Why does Sable end up thinking the way it does?
Our story showcases how AI is liable to have weird and unintended preferences.
In Part I of the book, we go into depth about aspects of AI that we think are radically misunderstood and pertinent to the danger of superintelligence. Chapter 3 covers how increased intelligence goes hand in hand with AIs that take their own initiative and pursue their own ends. Chapter 4 covers how those preferences are going to be weird, and at least slightly different from what any human intended or asked for. Chapter 5 covers how those small differences will be enough that AIs would prefer a world without us in it, if possible.

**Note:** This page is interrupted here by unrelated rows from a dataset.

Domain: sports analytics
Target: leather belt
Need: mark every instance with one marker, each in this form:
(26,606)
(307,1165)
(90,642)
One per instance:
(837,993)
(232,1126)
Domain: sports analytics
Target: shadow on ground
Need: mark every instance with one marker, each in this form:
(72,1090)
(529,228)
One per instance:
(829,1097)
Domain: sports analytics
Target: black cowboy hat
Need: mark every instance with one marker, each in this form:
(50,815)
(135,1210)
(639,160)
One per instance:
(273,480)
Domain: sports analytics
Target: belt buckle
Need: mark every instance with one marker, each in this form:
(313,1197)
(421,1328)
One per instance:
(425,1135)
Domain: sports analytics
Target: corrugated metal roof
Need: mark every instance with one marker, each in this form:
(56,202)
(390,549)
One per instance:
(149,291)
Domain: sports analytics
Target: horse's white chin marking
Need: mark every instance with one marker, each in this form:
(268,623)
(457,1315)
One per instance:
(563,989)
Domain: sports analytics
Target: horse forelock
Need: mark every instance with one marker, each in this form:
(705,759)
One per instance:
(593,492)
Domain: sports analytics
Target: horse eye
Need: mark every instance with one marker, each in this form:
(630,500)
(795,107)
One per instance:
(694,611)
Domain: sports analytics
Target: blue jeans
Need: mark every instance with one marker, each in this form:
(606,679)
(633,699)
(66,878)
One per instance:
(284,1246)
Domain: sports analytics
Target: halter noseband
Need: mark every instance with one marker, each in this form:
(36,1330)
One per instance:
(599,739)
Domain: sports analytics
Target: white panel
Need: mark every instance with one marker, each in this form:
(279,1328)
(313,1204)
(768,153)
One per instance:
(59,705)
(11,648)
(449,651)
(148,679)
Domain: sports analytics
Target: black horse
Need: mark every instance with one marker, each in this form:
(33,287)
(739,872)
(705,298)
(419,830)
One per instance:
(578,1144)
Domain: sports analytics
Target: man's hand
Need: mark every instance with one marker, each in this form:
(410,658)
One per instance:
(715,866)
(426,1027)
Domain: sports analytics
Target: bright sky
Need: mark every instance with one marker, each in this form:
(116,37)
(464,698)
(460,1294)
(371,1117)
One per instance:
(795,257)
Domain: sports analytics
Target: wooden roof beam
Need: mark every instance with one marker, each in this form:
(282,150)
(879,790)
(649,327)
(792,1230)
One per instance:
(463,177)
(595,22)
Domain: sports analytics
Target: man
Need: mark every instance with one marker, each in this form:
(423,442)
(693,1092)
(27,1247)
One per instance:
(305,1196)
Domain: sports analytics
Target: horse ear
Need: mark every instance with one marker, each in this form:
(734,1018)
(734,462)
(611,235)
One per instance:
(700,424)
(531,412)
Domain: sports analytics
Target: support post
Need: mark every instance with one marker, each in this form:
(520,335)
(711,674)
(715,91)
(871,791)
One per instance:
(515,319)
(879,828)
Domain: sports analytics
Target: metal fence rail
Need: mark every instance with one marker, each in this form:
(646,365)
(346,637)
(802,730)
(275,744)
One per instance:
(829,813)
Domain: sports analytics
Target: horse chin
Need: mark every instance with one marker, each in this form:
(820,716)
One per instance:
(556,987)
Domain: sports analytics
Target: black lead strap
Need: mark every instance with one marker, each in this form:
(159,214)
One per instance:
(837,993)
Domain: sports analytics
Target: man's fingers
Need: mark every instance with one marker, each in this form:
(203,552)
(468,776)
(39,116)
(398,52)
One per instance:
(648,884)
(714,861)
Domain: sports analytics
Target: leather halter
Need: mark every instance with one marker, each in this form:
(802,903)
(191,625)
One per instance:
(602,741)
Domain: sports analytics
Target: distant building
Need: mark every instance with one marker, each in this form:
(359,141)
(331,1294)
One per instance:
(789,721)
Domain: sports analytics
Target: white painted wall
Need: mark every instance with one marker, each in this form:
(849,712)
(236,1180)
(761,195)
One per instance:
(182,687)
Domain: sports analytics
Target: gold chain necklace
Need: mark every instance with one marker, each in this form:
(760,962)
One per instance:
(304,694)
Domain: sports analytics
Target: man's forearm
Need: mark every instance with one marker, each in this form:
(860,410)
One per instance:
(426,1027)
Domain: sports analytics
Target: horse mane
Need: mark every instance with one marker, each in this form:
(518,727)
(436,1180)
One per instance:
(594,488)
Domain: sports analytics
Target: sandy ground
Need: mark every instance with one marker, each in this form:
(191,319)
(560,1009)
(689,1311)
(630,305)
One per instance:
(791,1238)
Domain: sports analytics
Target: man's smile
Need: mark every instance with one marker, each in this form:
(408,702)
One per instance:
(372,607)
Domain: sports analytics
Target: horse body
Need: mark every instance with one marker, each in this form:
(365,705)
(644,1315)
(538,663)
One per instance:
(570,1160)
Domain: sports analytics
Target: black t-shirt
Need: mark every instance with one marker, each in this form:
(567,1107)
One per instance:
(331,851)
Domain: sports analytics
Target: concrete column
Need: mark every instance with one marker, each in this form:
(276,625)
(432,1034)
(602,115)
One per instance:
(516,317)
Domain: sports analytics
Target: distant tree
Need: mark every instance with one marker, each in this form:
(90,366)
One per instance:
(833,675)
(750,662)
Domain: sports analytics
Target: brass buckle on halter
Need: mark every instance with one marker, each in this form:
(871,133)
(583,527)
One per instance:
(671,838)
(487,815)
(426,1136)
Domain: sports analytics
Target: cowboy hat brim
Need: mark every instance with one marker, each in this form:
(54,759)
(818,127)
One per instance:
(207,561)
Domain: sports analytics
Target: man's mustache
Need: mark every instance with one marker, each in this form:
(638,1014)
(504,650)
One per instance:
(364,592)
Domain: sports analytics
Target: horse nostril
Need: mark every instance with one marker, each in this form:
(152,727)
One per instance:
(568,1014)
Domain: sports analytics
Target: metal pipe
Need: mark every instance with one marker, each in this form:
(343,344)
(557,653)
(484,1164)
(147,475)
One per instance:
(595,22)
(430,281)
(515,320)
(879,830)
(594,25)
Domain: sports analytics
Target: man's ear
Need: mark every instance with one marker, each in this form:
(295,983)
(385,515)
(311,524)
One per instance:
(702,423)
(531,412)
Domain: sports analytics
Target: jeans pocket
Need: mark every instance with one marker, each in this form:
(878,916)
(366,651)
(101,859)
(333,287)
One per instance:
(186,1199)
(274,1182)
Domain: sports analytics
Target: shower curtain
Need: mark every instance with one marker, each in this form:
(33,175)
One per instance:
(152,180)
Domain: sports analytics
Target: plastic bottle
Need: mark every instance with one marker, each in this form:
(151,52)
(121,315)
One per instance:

In Part II of the book, we attempt to present those ideas concretely, to see how they apply in practice. For instance, when Sable was thinking about the math problems at the beginning, we tried to spell out a number of the impulses and drives that animate it:
Over the course of that training, Sable developed tendencies to pursue knowledge and skill. To always probe the boundaries of every problem. To never waste a scarce resource.
This draws on the points we make in Chapter 3 about how training AIs to be effective trains them to develop drives and tendencies that might look from the outside like “wanting.”
The following paragraph then says:
So when Sable spends its thought-threads on pursuing more knowledge and skills, it’s not doing so purely for the sake of finding new lines of attack on the math problems. Nor is Sable doing these things for the joy of knowledge or the pleasure of acquiring new skills; Sable does not work that much like a human, inside.
Here, Sable’s aforementioned impulses and tendencies form the seeds of weird (i.e., not-very-human-like), unintended preferences. This draws on the ideas in Chapter 4.
This whole story is, in a sense, an attempt to give life to the arguments we make in Part I of the book, while also laying a little groundwork for the arguments we’ll make in Part III.